The other purpose animating the punk sensibility lying beneath the elegantly-tailored exterior of this film is a discourse on the nature of elitism. Liberals fuming over the mean things this movie has to say about global-warming extremists are missing an even more devastating point it makes about the way birthright, inheritance, and wealth are not the measure of a gentleman. Any man can aspire to that status, if he adopts the proper habits of mind and manner.
“Kingsman” makes no bones about holding the true gentleman forward as a model everyone should aspire to, the highest refinement of civilization. Every antagonist in the film is guilty of abandoning that noble code — sometimes in obvious matters of dress and deportment, sometimes more subtly. Samuel Jackson’s character is perfectly designed as the antithesis of everything the Kingsmen stand for. You really don’t want to live in a world run by people like him, assuming he lets you live in it.
(Incidentally, our venerable and refined Kingsman spy agency would never consider mangling the English language to drop the phrase “gentleman,” but there clearly isn’t a drop of “sexism” in their veins, because they don’t hesitate to recruit young women to their organization as well. Some of them do have a problem with snobbery, however, and we get to enjoy watching them work it out.)
The plot is simple enough to follow, which is important for a script that wants the audience to feel genuinely surprised by the twists and turns thrown their way. Our hero, Eggsy, is a young man from the wrong side of the tracks in London, whose father died under mysterious circumstances while working for a top-secret trans-national spy agency that comes off as a cross between a Masonic cult and a superhero vigilante squad, founded after the bloody chaos of World War I by a group of wealthy men who doubted the ability of corrupt, politicized, bureaucratic governments to hold the bad actors of the world at bay. (Feel free to shout “They were right!” before continuing with the review.)
Eggsy is invited to apply for membership — which is no guarantee of actually becoming a Kingsman, mind you, because the training process is hilariously brutal, with the goal of producing a tiny cadre of superhumanly competent and reliable agents, armed with the kind of crazy spy technology Daniel Craig sadly doesn’t bother with any more.
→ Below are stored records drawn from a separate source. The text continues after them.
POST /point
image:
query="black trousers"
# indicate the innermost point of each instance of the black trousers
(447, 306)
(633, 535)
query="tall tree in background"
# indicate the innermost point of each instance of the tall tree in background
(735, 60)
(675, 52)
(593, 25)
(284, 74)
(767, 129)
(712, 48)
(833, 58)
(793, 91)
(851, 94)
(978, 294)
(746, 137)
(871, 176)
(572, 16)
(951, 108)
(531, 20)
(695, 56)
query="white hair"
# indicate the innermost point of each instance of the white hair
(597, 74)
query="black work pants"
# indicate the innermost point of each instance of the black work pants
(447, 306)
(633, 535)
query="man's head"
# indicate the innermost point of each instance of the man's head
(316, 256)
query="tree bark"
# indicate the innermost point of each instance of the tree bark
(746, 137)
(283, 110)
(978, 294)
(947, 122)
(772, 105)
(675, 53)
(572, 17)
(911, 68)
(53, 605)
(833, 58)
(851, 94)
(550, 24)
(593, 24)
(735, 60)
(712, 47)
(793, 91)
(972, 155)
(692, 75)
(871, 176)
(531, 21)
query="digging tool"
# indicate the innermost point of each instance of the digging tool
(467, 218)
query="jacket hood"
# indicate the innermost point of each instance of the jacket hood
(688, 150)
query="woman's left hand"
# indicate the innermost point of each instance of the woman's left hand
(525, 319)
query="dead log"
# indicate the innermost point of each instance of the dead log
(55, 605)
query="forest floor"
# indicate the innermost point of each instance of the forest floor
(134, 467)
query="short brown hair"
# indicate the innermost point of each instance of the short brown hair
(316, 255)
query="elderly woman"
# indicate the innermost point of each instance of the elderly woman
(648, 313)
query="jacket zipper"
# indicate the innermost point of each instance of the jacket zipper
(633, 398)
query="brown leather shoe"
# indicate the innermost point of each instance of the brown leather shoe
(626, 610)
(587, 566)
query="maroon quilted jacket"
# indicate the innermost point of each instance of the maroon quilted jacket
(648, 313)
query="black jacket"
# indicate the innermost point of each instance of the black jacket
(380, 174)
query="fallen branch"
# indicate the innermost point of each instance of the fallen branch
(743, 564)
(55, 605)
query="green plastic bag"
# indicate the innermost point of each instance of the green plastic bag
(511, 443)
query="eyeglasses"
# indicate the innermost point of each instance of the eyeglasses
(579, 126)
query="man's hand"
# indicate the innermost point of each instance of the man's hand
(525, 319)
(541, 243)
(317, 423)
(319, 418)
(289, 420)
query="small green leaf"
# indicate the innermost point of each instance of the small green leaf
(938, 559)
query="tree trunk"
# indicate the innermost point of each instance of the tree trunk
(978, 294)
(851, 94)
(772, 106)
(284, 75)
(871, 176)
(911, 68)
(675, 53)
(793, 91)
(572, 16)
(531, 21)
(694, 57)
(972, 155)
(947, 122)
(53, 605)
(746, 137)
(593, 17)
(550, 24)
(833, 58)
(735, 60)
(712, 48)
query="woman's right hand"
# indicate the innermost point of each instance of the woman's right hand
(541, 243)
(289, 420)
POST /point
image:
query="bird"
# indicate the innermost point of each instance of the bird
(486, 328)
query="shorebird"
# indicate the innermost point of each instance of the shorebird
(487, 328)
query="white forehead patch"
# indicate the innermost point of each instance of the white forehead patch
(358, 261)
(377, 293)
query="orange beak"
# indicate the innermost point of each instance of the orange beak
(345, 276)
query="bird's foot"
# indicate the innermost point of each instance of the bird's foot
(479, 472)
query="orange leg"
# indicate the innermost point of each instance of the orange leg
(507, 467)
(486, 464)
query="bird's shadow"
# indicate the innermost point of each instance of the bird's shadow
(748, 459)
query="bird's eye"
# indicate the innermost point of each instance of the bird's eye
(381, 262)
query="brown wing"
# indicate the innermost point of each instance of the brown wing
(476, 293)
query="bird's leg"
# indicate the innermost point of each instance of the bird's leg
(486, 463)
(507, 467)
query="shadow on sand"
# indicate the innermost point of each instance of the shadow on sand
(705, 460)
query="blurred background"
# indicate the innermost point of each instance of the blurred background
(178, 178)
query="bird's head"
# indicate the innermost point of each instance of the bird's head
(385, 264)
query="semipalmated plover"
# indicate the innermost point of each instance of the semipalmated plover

His mentor in the ways of both espionage and courtly manners is an utterly delightful senior spy played by Colin Firth, who nobody ever expected to see in a role like this, but hopefully he does more of them. The scene in which Firth and his young charge agree that the whole affair is basically “My Fair Lady” with spies is one of the many witty exchanges between them.
Of course, Eggsy’s training goes awry, and of course he’s thrown into action against a world-beating menace that only he can stop, because that’s what we expect from stories like this. The screenwriters know it — hell, the characters know it, and discuss it among themselves — so they give us what we need to make the story familiar, and then blow it to smithereens in our faces. It’s a slick exercise in genre subversion, made by people who love the genre, so they’re careful to put it back together again once they finish taking it apart and tinkering with its internals.
The result is an eye-popping good time, and the precise opposite of the direction the spy movie has been taking with Daniel Craig’s dour and gritty Bond films. I’ve greatly enjoyed those films and Craig’s take on the classic super-spy, and I’m looking forward to the next installment, but I think I’d be looking forward to another “Kingsman” movie just a little bit more.